Validation and Evolution
All data and application specifications in plain are validated against schemas before generation. As business requirements change, builders update the specifications, not the generated code. The system is then regenerated from the updated specs, keeping implementation aligned with intent.
This approach allows applications to evolve without accumulating drift, while keeping domain knowledge centralized, explicit, and reviewable.
Infrastructure specifications
Infrastructure specifications define what a component needs in order to run in production. They describe requirements such as compute, data stores, secrets management, and other runtime dependencies. These specifications are declarative and scoped to the component. They do not describe how infrastructure is provisioned or managed. Like other specifications in plain, infrastructure requirements are explicit, validated, and versioned alongside application intent.
Every component in plain includes an infrastructure specification written in yaml. The structure is consistent across components and validated against a schema. This ensures that infrastructure requirements are explicit, reviewable, and versioned alongside the rest of the system’s specifications.
The focus of the infrastructure specification is on intent rather than implementation. A component declares that it requires a certain class of compute, access to a data store, or integration with a secrets manager. It does not specify cloud providers, resource identifiers, or provisioning steps. Those concerns are intentionally kept out of the component definition.
Infrastructure Specification
Provisioning and deployment are handled separately by the plain-infra-provisioning module. This module consumes infrastructure specifications and generates the deployment manifests required to create infrastructure and deploy services in a given environment. By separating declaration from provisioning, the same component can be deployed consistently across environments without changing the application or infrastructure specs.
The specifications above illustrate how infrastructure requirements are expressed clearly and concisely. Even at a glance, it is apparent what a component needs in order to run, without exposing environment-specific details. This keeps infrastructure intent centralized, portable, and aligned with the rest of plain’s specification-driven approach.

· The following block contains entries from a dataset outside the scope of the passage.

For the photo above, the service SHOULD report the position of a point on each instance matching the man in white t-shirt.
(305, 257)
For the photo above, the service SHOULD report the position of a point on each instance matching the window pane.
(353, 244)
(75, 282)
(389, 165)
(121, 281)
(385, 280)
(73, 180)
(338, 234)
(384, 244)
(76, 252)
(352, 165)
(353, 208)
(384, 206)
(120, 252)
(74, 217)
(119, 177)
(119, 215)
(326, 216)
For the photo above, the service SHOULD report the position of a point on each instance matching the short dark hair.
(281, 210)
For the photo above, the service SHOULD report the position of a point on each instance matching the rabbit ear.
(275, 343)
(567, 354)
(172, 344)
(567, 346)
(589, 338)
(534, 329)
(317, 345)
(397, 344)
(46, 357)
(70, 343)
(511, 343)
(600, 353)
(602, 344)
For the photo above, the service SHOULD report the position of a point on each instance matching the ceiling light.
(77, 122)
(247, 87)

From Specification to Production
In plain, teams define generator configuration, data models, application specifications, and infrastructure requirements for the components they choose to use. These specifications are written once, validated, and committed as the source of truth for the system. They describe intent across generation, application behavior, and runtime requirements in a consistent and explicit way.
An orchestrator is responsible for coordinating the generation process. It invokes the relevant component generators in dependency order, producing complete, self-contained modules. The resulting services are ready to be deployed into any environment and on any cloud, without manual wiring or post-generation modification.
As requirements evolve, teams update the specifications rather than editing generated code. The system is regenerated from the updated inputs, ensuring that implementation remains aligned with intent. This makes change predictable and reversible, even as systems grow in complexity.
plain does not require teams to adopt the entire platform at once. Individual components can be used independently. For example, a team may choose to generate only an agent service using plain-ai-agents and integrate it into an existing frontend or workflow through a service endpoint. This allows teams to adopt plain incrementally while retaining control over their broader architecture.